Tous ces noms évoquent pour nous un monde nouveau!

Cherchons à mieux comprendre son contenu, cherchons à deviner ce qu’il y a derrière la façade, à saisir le complexe d’idées que contiennent en fait les carcasses des bâtiments, Jugeant mieux de leur visage, de leur physionomie, nous devinerons plus aisément leur caractère, leur esprit, pour peu qu’ils en aient!

Cette confrontation nous paraît opportune, car c’est un fait que le public s’intéresse de nouveau à l’architecture, à cet art si familier qu’on en vient à oublier que c’est un art: que des pierres, du bois, du fer mis en œuvre convenablement sont capables d’émouvoir.

L’intérêt est là, mais dans les idées émises règne la confusion.

Tentons d’y mettre un peu d’ordre.

Le moment nous semble d’autant plus opportun de faire le point, que la révolution, ou mieux, la mutation de notre art est virtuellement terminée. Nous nous trouvons présentement dans une période d’application pratique, à peine contrariée par une lente évolution.

Quelles sont les caractéristiques essentielles de l’architecture contemporaine? Comment en dégager l’essence, la beauté?

Comment en prévenir les excroissances malsaines qui accompagnent toute manifestation vitale?

Comment s’y prendre?

Comment rendre visible l’invisible?

C’est le rôle assigné à l’artiste par le peintre Paul KLEE Vouloir jouer au critique d’art est bien plus périlleux encore!
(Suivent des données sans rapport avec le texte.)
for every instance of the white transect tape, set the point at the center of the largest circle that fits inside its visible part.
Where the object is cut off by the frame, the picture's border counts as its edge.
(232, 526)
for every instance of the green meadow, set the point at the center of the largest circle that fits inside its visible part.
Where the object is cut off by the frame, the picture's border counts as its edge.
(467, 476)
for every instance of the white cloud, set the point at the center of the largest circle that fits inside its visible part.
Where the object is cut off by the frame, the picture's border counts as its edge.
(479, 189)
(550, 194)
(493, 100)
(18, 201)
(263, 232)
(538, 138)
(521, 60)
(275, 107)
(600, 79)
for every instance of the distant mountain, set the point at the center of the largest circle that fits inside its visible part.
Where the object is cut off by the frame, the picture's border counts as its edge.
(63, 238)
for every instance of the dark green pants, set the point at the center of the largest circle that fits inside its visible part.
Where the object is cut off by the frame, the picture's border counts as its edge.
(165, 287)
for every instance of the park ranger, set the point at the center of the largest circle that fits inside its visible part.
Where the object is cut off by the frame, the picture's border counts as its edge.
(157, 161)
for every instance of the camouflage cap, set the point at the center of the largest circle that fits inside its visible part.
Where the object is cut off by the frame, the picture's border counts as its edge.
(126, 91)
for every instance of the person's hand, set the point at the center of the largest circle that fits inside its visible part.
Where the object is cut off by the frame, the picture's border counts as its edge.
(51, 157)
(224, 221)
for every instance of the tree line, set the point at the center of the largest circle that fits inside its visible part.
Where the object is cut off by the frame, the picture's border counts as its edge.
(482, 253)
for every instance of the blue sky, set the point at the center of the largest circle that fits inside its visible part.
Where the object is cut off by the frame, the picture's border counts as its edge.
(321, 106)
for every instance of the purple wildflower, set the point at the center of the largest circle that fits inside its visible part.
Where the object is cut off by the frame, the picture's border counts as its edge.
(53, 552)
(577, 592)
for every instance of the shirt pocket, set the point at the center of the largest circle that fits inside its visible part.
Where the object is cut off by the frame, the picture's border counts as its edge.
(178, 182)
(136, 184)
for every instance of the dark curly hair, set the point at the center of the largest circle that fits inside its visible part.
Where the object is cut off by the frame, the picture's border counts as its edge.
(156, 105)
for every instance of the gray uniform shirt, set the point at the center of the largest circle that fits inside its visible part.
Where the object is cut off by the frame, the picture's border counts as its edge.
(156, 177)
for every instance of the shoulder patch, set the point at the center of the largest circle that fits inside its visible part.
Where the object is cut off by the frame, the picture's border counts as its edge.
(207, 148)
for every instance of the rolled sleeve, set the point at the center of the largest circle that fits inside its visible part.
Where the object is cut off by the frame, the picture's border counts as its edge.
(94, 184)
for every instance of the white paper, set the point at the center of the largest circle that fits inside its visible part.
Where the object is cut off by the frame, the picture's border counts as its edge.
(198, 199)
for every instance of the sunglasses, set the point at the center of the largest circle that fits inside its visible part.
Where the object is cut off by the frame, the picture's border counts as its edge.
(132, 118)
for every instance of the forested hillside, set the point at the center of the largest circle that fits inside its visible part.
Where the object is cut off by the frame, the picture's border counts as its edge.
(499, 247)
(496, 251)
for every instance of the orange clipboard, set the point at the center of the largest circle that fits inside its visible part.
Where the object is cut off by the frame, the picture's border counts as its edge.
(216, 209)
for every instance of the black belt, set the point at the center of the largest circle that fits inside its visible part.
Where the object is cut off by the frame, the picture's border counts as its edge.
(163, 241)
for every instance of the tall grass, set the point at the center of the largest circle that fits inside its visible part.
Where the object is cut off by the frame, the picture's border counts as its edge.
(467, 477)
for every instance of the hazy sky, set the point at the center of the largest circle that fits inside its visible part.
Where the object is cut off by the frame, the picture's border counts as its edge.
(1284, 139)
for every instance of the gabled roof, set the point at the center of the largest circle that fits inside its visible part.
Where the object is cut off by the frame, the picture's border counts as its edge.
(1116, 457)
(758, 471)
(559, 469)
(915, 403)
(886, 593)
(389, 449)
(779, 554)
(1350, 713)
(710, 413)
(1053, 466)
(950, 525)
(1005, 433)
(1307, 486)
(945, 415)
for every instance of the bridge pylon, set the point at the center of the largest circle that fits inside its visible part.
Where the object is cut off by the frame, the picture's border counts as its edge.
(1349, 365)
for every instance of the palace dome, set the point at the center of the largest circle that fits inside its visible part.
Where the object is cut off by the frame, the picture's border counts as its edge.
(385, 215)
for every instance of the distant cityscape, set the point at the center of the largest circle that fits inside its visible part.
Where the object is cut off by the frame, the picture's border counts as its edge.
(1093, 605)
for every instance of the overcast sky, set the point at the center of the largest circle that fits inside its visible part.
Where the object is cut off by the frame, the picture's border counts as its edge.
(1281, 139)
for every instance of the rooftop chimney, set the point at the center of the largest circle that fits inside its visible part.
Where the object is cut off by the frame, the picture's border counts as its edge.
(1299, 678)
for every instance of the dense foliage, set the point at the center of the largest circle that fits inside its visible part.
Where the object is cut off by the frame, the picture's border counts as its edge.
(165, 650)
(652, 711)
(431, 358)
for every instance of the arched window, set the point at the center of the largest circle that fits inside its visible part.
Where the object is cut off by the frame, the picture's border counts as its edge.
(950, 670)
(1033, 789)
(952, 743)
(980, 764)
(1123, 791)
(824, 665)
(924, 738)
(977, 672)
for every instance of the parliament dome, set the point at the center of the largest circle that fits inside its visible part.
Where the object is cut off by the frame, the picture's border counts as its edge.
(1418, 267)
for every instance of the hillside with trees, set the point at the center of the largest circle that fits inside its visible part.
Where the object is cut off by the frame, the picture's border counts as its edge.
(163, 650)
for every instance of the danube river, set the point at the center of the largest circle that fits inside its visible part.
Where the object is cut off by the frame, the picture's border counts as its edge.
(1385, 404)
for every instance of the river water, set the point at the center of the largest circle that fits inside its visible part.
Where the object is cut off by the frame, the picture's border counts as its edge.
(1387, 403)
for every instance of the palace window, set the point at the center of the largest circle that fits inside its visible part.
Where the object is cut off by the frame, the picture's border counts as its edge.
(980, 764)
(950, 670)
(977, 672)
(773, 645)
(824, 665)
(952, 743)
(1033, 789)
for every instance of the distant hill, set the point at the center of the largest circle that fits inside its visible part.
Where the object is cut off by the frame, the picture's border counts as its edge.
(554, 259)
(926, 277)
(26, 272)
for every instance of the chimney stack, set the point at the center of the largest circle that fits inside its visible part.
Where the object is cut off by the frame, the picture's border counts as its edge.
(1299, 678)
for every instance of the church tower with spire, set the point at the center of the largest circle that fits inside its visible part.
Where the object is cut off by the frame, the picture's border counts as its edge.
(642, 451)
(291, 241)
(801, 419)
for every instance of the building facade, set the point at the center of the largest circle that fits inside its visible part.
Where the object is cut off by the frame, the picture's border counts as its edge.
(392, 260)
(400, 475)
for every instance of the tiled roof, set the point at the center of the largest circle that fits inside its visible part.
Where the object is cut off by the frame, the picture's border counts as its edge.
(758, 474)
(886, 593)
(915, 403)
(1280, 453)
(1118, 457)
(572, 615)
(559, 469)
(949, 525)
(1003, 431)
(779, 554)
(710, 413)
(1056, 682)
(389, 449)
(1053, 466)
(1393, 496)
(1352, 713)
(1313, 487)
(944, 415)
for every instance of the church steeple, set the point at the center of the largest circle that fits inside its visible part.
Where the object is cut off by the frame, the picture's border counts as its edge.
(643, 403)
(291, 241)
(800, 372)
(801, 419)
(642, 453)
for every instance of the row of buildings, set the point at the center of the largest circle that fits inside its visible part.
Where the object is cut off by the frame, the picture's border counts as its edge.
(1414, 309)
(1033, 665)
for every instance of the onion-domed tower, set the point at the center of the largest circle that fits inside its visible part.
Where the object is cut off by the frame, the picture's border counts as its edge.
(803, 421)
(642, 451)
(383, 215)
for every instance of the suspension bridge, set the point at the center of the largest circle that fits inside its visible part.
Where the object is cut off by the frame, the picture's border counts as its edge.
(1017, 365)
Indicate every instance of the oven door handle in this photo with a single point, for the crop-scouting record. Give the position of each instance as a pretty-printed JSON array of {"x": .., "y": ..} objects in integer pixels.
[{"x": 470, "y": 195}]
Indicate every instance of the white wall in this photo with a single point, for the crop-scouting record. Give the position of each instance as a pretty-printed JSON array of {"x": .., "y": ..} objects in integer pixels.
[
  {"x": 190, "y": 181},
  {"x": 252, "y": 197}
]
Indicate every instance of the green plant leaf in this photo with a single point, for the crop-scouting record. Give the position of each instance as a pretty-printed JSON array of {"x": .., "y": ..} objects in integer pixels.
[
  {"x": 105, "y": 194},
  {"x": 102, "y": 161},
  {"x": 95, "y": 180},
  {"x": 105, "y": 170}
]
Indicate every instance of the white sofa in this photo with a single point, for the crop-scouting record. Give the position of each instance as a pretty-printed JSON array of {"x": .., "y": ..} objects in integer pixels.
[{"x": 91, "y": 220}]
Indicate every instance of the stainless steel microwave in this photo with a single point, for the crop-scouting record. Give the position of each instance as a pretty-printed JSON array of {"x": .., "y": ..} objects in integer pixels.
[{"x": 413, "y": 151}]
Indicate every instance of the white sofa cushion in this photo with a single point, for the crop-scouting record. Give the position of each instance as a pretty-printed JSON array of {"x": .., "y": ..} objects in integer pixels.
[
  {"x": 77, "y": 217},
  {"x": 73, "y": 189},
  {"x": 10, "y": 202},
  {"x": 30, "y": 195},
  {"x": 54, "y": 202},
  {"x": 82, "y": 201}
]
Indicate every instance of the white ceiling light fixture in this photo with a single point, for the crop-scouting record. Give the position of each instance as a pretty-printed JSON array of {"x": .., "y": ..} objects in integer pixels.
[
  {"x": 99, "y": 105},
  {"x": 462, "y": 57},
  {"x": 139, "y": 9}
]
Pour ma part, j’ai choisi de rester prudemment sur terre et de ne pas me risquer dans le dédale de considérations trop philosophiques. C’est à une analyse comparative des œuvres architecturales les plus représentatives de notre époque que je vous convie Souvenons-nous d’abord que le style c’est l’homme.

Choisissons donc parmi l’immense cohorte des bâtisseurs de notre temps, ceux qui, par leur personnalité et leur œuvre s’imposent manifestement à l’attention.

Incontestablement, trois noms, trois concepts émergent, dominent toute la création architecturale de notre époque.

Mies van der Rohe:

dominé par: la raison

d'expression: structurale architectonique

de caractère: classique

Le Corbusier:

dominé par: les sens, le corps

d'expression: plastique

de caractère: composite

Frank Lloyd Wright:

dominé par: le sentiment

d'expression: picturale foncionnelle

de caractère: baroque

A eux trois, par leur œuvre architecturale et leur philosophie de l’art, ils répondent aux multiples aspirations artistiques de notre civilisation machiniste.

Identifiés à leur œuvre, ils occupent les sommets d’un triangle idéal qui peut servir de représentation synoptique pour les diverses tendances d’expression architecturale de notre temps.